On 19 February 2021, the European Commission (“Commission”) published a draft adequacy decision (“Draft Decision“) in respect of the data protection framework in the United Kingdom (“UK“). The assessment is made both in relation to the EU General Data Protection Regulation 2016/679 (“GDPR“) and the Law Enforcement Directive 2016/680 (“LED“).
The adoption of the adequacy decision must be approved by June 2021 to ensure the continuity of data transfers between the European Union (“EU“) and the UK.
Data transfers between the EU and the UK have become a matter of concern and uncertainty in the post-Brexit era. As a result of Brexit, the UK became a “third country” under the GDPR.
In turn, this meant that data could no longer flow freely between the UK and other EU states, but that transfers to a third country must receive adequate protection through the mechanisms established by the GDPR, namely: (i) the use of Standard Contractual Clauses; (ii) Binding Corporate Rules (both as defined in the GDPR); or (iii) an adequacy declaration issued by the Commission.
The UK initiated the adequacy assessment process in March 2020, when it started to share information on the national data protection framework with the Commission.
Pursuant to the trade deal agreed between the EU and the UK in December 2020, free flow of data between the EU and UK can continue until April 2021, extendable to 30 June 2021 (the “Interim Period“). Once this Interim Period has expired, certain conditions established in the GDPR must be met to ensure the legality of such transfers.
DATA REGULATION FRAMEWORK IN THE UK
Following the end of the transition period on 31 December 2020, the regulatory framework applicable to data protection in the UK include the following:
- the GDPR in its entirety (including its recitals) (the “UK GDPR“), as incorporated into the law of the UK under the EU (Withdrawal) Act 2018 and amended by the Data Protection, Privacy and Electronic Communications (Amendments etc.) (EU Exit) Regulations 2019 (together “Exit Regulations“);
- Data Protection Act 2018 (“DPA 2018“), as amended by the Exit Regulations;
- secondary legislation that may be introduced by ministers of the UK in accordance with the Exit Regulations;
- codes of practice and other guidance adopted by the Information Commission; and
- the European Convention of Human Rights (“ECHR“) and the Council of Europe Convention for the Protection of Individuals with regard to Automatic Processing of Personal Data ETS 108, 28.01.1981(“Convention 108“).

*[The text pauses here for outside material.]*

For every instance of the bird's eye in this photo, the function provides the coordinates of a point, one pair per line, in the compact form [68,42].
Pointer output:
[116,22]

During the assessment period of the UK’s legal and regulatory data protection landscape, the Commission concluded that:
- the UK regulatory framework provides a satisfactory level of protection for personal data within the meaning of the GDPR;
- the oversight mechanisms and redress avenues available in the UK allows data subjects to obtain access to their personal data collected for different purposes and require rectification of any information; and
- any impact on the fundamental rights of the individuals whose personal data are transferred from the EU to the UK for public interest purposes will be limited to the minimum necessary to reach the relevant objective.

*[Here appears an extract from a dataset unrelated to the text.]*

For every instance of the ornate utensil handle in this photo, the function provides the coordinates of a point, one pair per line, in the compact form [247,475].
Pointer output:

The Commission highlights that the decision was reached on the basis that the UK currently adheres to the ECHR and is subject to the jurisdiction of the European Court of Human Rights and such scenario must perdure on a continued basis.
CONSEQUENCES OF THE ADEQUACY DECISION
If a final adequacy decision (the “Decision“) is formally adopted, the Decision will be binding on all organs of the EU 27 member states to which it is addressed. As such, during the period in which the Decision is valid, data may be freely transferred between the UK and the EU members states without the need of complying with any additional requirements such as the Standard Contractual Clauses.
The Decision will apply for a period of four years from the effective date renewable for another four years if the Commission deems that the level of data protection provided by the UK is still satisfactory.
On 16 April 2021, the European Data Protection Board (“EDPB“) issued two opinions on the Commission’s Draft Decision. The first opinion (14/2021) covers matters related to the GDPR and general data protection elements. The second opinion (15/2021) relates to the LED.
The EDPB recognises that the EU and UK frameworks around data protection are broadly equivalent. Nonetheless, the EDPB highlights some areas of concern such as the UK liberty to diverge from the GDPR standards in the future.
In light of this, the EDPB encourages the Commission position of granting adequacy subject to ongoing monitoring and reviews.
The final step required before the Commission can formally adopt the Decision is the approval of the committee of representatives of EU member states.
At this stage, there is no information on how long it will take for the final step to be finalised. However, it is expected that the process will be concluded before 30 June 2021, when the interim period comes to an end.